Do You Want To Go Faster In Life?

Nina Gruenewald Life Coaching Blog

I know that sometimes you just want to go faster.

But everything happens when it is supposed to happen.

And you can't force a flower to bloom.

You will have realisations, meet people, read books, absorb knowledge and have experiences – when it is the right time for you.

Or you could even say: this happens before you are ready but you don’t see it then.

Everything happens in its divine timing.

This happens especially when you stop pushing and stop forcing.

It especially happens when you are surrendering, when you are willing to listen.

It happens when you are the most aligned with what you do and how you live.

But even that will come into your life with divine timing.

It is all learning and all feedback.


I have had so many instances lately of divine timing and it took me a while to see it and I have never even used the words “divine timing”, but when it kept happening – when the synchronicities became so obvious and nearly daily – the words just dropped into my mind.

And the deeper truth to this is that life is about trust.

First of all, trusting yourself.

And then trusting that things will work out for you in the way they are supposed to.

Even the tough times.

Especially the tough times.

Because that’s when we grow the most.

Tough times happen so that you learn the lesson.

If you don’t learn the lesson, it will happen again and again – but maybe in different disguises.

So, one message from me to you today is TRUST.

And LISTEN.


“On the other side of resistance, there is breakthrough” – Alyssa Nobriga.


What does this mean?

It means many things, but for one thing, it means that all parts of you are making you whole and complete.

You are whole and complete – but your thoughts and emotions and feelings are part of that.

Even the “annoying” ones.

When you resist your feelings or your thoughts and you push them away, they will resist and pop up anywhere where they will be experienced by you.

Why?

Because they are aspects of you that want to be seen and loved.

The key is acceptance and compassion.

With yourself most of all.

And when you realise what all the things are that make you you – including your values – that’s when you can set healthy boundaries, too.

You need to know your whole you and your whole worthiness so that you don’t accidentally shut a part of you out by setting the fence in the wrong place.

How much space is it that you are taking up energetically?

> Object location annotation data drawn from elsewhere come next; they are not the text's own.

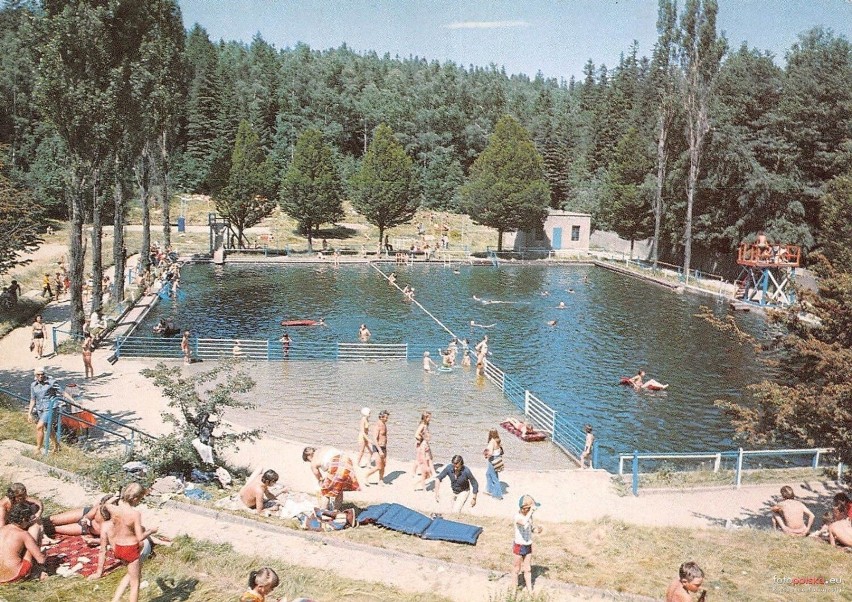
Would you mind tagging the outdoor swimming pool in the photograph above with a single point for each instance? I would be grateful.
(611, 326)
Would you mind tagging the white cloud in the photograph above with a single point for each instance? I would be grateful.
(485, 24)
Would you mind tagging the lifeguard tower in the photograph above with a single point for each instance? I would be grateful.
(767, 273)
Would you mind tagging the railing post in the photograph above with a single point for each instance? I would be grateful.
(739, 471)
(635, 472)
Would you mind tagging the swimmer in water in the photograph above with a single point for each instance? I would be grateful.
(475, 325)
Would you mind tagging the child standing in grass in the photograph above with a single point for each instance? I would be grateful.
(690, 580)
(124, 533)
(261, 583)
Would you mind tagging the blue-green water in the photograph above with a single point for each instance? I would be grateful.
(611, 326)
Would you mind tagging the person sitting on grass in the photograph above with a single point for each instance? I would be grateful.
(18, 549)
(690, 580)
(17, 494)
(261, 583)
(255, 493)
(788, 514)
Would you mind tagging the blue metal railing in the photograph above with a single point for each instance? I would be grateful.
(736, 457)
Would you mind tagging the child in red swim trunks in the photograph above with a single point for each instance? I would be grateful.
(123, 531)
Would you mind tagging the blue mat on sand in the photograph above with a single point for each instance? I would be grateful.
(405, 520)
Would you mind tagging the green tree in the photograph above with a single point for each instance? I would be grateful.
(701, 54)
(507, 189)
(312, 191)
(384, 190)
(21, 220)
(249, 194)
(210, 392)
(662, 80)
(629, 209)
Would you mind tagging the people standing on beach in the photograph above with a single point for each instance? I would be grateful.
(365, 441)
(20, 553)
(44, 399)
(123, 531)
(184, 347)
(335, 473)
(494, 454)
(587, 449)
(689, 581)
(423, 451)
(87, 347)
(789, 514)
(261, 584)
(37, 344)
(462, 483)
(522, 542)
(380, 448)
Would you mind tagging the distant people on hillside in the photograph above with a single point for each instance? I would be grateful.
(689, 581)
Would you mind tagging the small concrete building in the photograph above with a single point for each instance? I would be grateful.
(563, 232)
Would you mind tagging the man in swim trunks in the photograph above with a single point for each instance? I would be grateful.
(380, 448)
(18, 549)
(255, 493)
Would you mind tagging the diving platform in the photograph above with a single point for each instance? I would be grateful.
(767, 274)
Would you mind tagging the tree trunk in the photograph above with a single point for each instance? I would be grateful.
(97, 245)
(143, 180)
(164, 172)
(662, 155)
(76, 252)
(118, 255)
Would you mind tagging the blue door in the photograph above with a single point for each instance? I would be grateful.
(556, 242)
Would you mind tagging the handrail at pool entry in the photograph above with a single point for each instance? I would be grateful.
(738, 455)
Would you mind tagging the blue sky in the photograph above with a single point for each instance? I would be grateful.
(556, 37)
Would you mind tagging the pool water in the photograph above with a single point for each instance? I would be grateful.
(611, 326)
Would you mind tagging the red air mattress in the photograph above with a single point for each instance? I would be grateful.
(531, 435)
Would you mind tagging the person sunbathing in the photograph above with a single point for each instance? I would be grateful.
(18, 549)
(650, 384)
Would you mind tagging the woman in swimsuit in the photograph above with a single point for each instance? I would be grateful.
(423, 450)
(87, 347)
(38, 337)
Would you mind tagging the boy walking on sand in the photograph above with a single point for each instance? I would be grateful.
(788, 514)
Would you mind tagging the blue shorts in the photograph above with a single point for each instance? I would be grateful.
(521, 550)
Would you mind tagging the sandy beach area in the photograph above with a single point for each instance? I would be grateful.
(121, 391)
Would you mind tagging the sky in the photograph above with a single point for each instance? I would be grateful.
(555, 37)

How much space do you WANT to take up?

What are your values?

What are your needs and wants and dreams and wishes?

Who are you?

Imagine you know these things about yourself and then you add a whole bucket of trust that things will work out.

What then happens is that you don’t take action and force an outcome and are upset when you don’t achieve that outcome.

Instead, you take surrendered action.

That is the best possible action that you are capable and knowing of at that moment and then you surrender, trusting that the outcome will be of your benefit.

There will be growth and there will be healing in difficult situations and relationships and encounter and in “disappointing” outcomes.

But the outcome is only disappointing when you THINK it’s disappointing.

In reality, it just is what it is, but you make it disappointing by thinking that’s what it is.

But really, it’s just the thought in your mind that makes it disappointing – maybe because it doesn’t align with what you thought would happen or wanted to happen.

But it is what it is – neither good nor bad – and you get to make the best of it.

And you know what you get then?

Peace of mind.

Peace of heart.

Because you stop pushing.

Instead, you slow down and listen.

When you are surrendering with a sense of your own wholeness and a shipload of trust – you find peace.

There is no more rush and no more pressure and no more pushing.

There is also no more following societal norms out of an innocent belief that you need to do that.

Because when you do your inner work, you also question your beliefs – even the core ones.

Yes, there will be sprints in taking surrendered action, but life overall is a marathon, and so, slowing down and taking rest and KNOWING that this is what you need to do simply from biology’s point of view is where you find a sense of peace and even belonging.

I am not talking about being complacent.

I am talking about taking radical responsibility, about knowing thyself, about trust, about taking surrendered action and about setting the right boundaries.